Tchaikovsky
Romeo and Juliet – Fantasy Overture
Prokofiev
Piano Concerto No.1 in D flat, Op.10
Romeo and Juliet, Op.64 [selections]
Alexander Toradze (piano)
London Philharmonic Orchestra
Vladimir Jurowski
Reviewed by: Richard Landau
Reviewed: 17 February, 2010
Venue: Southbank Centre, London – Royal Festival Hall
This concert further demonstrated how well the LPO is playing. The beginning of Tchaikovsky’s Romeo and Juliet offered immediate evidence of this, Vladimir Jurowski’s expansive approach to the Friar Laurence theme graced by silken strings, characterful woodwinds, and double basses so rich and sonorous as to powerfully underscore the tragedy ahead. Jurowski cumulatively increased the degree of tension, while always eschewing gratuitous hysteria. In the ‘love music’ the contribution of Max Spiers’s cor anglais was exceptional, and in the bleak denouement the strings were profoundly effective.

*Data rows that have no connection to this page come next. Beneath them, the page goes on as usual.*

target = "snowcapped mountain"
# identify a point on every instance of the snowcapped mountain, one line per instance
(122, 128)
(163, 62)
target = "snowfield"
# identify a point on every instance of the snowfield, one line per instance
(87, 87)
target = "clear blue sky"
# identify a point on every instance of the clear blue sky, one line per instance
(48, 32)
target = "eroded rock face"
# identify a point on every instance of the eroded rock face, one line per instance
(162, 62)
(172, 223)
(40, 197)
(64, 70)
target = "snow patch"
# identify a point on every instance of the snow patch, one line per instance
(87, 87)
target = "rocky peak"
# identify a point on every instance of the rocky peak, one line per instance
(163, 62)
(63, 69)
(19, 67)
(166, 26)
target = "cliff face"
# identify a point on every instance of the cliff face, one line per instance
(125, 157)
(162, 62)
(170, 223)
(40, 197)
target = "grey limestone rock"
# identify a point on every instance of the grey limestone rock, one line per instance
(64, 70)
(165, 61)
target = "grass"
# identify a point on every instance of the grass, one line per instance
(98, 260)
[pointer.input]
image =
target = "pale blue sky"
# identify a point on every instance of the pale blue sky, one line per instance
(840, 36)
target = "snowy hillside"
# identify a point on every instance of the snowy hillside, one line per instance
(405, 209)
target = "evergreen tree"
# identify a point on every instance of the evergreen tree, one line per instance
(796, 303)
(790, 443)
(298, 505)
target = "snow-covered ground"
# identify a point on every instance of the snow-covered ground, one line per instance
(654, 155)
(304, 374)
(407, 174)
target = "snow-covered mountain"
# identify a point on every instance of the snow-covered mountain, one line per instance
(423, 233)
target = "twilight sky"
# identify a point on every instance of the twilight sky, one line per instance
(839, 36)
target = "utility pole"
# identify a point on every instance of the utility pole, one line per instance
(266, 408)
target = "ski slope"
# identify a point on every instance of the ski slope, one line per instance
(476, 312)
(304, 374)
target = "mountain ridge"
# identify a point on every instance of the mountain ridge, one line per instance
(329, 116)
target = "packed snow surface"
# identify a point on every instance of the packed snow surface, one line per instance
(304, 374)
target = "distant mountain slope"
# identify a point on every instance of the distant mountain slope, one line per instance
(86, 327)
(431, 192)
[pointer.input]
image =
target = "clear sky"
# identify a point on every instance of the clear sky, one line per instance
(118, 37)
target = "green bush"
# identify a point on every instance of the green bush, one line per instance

For his selection of music from Prokofiev’s ballet-score Romeo and Juliet, Jurowski opted for his own choices rather than any of the three suites prepared by the composer. This decision worked both musically and dramatically, the score wonderfully well played and flowing almost seamlessly. One could cite the delectable flutes in ‘Young Juliet’; the ‘Dance of the Knights’, which was projected with enormous grandeur and sensational brass playing; the highly dramatic sequence of chords at ‘Tybalt’s Death’; and the quite chilling account of the deaths of the lovers. At the end one was left emotionally drained, and also in awe at the achievement of the orchestra and its galvanising conductor.